Now, both of my kids are fussy. I've received a lot of flack about this because it is automatically assumed I've been too lenient. However, I have not yet learned the art of shoving food down a kid's throat when they just will not eat it (any insight into this would be greatly appreciated). You simply cannot get a kid to open their mouth unless they want to. On top of that, both of my kids have very remarkable gag reflexes. Hannah has thrown up or gagged more times than I can count because of being grossed out.
So, a singsong started when she saw what I was making. I mean it was different than her usual five meal repertoire. And it continued.

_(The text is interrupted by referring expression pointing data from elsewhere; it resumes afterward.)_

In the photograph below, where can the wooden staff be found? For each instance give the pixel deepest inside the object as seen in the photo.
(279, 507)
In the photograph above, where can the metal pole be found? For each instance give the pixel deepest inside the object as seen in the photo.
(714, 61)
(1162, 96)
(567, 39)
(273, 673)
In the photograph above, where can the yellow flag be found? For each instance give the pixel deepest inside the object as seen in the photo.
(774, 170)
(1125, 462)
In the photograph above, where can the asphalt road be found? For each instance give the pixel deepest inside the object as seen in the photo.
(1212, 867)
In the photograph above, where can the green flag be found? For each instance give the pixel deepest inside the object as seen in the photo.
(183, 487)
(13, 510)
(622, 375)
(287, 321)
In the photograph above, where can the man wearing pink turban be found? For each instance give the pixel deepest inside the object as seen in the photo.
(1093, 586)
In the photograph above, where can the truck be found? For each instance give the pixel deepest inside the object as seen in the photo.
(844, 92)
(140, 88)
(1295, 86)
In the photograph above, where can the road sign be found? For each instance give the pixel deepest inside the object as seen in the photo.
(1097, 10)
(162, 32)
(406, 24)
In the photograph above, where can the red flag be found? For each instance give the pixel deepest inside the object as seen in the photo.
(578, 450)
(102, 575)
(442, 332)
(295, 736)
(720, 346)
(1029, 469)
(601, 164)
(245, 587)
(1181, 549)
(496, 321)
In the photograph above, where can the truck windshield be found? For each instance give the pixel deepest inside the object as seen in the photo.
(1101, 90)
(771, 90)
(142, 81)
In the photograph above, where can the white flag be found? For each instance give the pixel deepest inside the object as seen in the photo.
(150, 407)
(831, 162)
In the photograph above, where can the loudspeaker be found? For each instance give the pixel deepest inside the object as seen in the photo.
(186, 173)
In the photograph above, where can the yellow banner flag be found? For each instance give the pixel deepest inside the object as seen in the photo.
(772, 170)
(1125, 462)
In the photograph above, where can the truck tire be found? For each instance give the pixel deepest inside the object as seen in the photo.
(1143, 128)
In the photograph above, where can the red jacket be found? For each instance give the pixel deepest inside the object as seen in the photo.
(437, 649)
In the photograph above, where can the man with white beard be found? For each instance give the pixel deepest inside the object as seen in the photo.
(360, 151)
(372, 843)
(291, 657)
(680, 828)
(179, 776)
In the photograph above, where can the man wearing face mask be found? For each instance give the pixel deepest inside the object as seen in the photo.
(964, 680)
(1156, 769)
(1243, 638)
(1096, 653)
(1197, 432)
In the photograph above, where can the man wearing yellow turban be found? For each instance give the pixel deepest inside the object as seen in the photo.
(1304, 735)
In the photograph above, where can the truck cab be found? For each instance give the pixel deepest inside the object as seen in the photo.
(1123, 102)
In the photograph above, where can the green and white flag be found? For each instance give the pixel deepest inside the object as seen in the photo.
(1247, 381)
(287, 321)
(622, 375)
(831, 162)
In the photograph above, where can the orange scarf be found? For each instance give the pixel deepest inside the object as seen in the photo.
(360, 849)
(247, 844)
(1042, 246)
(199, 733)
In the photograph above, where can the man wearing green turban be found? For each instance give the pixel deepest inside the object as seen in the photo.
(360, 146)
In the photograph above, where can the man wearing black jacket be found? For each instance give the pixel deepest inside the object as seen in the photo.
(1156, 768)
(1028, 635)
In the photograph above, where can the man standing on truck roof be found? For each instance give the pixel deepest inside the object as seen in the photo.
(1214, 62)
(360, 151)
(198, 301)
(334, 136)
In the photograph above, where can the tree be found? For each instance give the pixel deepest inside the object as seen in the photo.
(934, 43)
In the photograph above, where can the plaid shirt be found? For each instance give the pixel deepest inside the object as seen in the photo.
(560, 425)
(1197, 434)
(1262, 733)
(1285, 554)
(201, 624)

Part of my problem is that I have a hard time letting the kids go to bed hungry. When they've refused to eat their supper, I haven't made something else, but I have let them have a bigger than normal bed time snack. I put my foot down tonight about this. I told them that if they didn't eat that was all they were getting. They could have their usual yogurt and fruit at bed time, but nothing else. And, they weren't going outside to ride their scooters unless they finished their supper.
Miracle. After 45 minutes of nickel-sized mouthfuls, Hannah finished. She told me she would much rather have the chicken stew that I made them try last week, which surprised me. They hated the chicken stew last week. Hmm. Maybe I'll have to resurrect that for tomorrow.
To top off her already bad day - she likes to tell me when her "day is ruined" - they didn't get outside to ride their scooters. They were supposed to clean up Seth's bedroom because there was barely one square inch of floor space in sight - they weren't just building a castle with blocks, they were building the whole kingdom - and fooled around instead. Despite my warnings that their time outside was getting less and less, I heard repeated giggling coming from the bedroom. Now, I hate to ruin it when they're getting along and having fun, but it got too late to go outside because of their messing around.
Consequently, my girl went to bed less than happy. Her day was ruined. She had to eat a supper she hated - and all for nothing! She didn't even get to ride her scooter after all that torture! (and it was all Seth's fault!).
She asked me if she could ride twice tomorrow to make up for today.
I don't know. Maybe if she eats Hamburger Helper and chicken stew, huh? I do have leftovers after all.